Вспомните слова госпожи Алексиевич относительно своей принципиальности и того, что она не меняет своего мнения и что вообще давно пора декоммунизировать наши страны и забыть кровавое прошлое.
А вот цитата.
«Ловлю себя на мысли, что мне все время хочется цитировать самого Дзержинского. Его дневники. Его письма. И делаю я это не из желания каким-либо образом облегчить свою журналистскую задачу, а из-за влюбленности в его личность, в слово, им сказанное, в мысли, им прочувствованные. Я знала: Дзержинский очень любил детей… Тысячи беспризорников обязаны ему новой жизнью… Когда у меня вырастет сын, мы обязательно приедем на эту землю вместе, чтобы поклониться неумирающему духу того, чье имя — Феликс Дзержинский — „меч и пламя“ пролетарской революции»

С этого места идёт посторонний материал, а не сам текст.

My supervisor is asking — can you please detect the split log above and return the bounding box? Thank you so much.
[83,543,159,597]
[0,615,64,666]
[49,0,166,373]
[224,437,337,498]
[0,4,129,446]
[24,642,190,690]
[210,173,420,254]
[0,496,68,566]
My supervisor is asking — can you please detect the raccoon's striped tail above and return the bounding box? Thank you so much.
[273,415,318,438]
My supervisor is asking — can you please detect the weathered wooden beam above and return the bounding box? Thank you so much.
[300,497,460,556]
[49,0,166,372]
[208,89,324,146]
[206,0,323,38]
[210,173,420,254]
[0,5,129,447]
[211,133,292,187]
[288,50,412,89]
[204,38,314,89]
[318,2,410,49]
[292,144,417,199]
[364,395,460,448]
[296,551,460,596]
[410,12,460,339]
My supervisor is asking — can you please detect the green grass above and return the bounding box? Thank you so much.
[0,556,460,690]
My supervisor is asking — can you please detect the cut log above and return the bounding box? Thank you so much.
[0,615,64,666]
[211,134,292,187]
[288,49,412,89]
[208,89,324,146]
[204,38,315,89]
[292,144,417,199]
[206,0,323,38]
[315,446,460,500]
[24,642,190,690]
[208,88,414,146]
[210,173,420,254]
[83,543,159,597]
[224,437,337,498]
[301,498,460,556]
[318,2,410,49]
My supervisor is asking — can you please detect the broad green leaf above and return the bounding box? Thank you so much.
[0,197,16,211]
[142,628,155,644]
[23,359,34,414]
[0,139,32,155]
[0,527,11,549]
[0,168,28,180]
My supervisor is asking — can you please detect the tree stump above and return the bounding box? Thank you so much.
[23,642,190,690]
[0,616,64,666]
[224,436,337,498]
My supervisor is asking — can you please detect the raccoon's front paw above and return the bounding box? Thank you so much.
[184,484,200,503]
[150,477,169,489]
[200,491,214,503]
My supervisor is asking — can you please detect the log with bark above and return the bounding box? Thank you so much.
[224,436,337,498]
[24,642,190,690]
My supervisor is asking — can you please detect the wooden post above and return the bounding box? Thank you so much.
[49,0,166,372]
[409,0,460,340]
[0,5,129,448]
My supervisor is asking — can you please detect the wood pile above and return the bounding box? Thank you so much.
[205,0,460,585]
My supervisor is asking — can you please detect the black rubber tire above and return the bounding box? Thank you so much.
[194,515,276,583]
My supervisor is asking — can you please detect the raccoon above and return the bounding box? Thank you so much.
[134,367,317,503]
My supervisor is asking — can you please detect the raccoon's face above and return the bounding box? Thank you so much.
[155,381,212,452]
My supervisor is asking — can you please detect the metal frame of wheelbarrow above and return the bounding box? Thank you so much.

[19]. Что думала госпожа Алексиевич, когда памятник Дзержинскому валили на Лубянской площади и ставили камень жертвам репрессий? Мне кажется, что во всем этом существует как раз та самая фальшь, то самое зыбкое, липкое, потное, неприятное, необходимость существовать все время «в тренде», оправдываться и объяснять себе и другим, за что ты получаешь Нобелевскую премию по литературе. За что? За какую литературу? А если бы ты писала с другой точки зрения идеологически, но точно так же по качеству. Была бы возможность получить Нобелевскую премию?И какая «картина маслом» получается! Какой поясной портрет! Помните, у Высоцкого: «А на левой груди — профиль Сталина, а на правой — Маринка анфас». И здесь то же самое — на правой стороне груди — орден Бандеры и «Небесной сотни», а на левой — российский орден Дружбы. И всё как-то умещается. Но не существует того единственного, за что ты перед Богом отвечаешь до конца. Даже не перед читателями — перед Богом.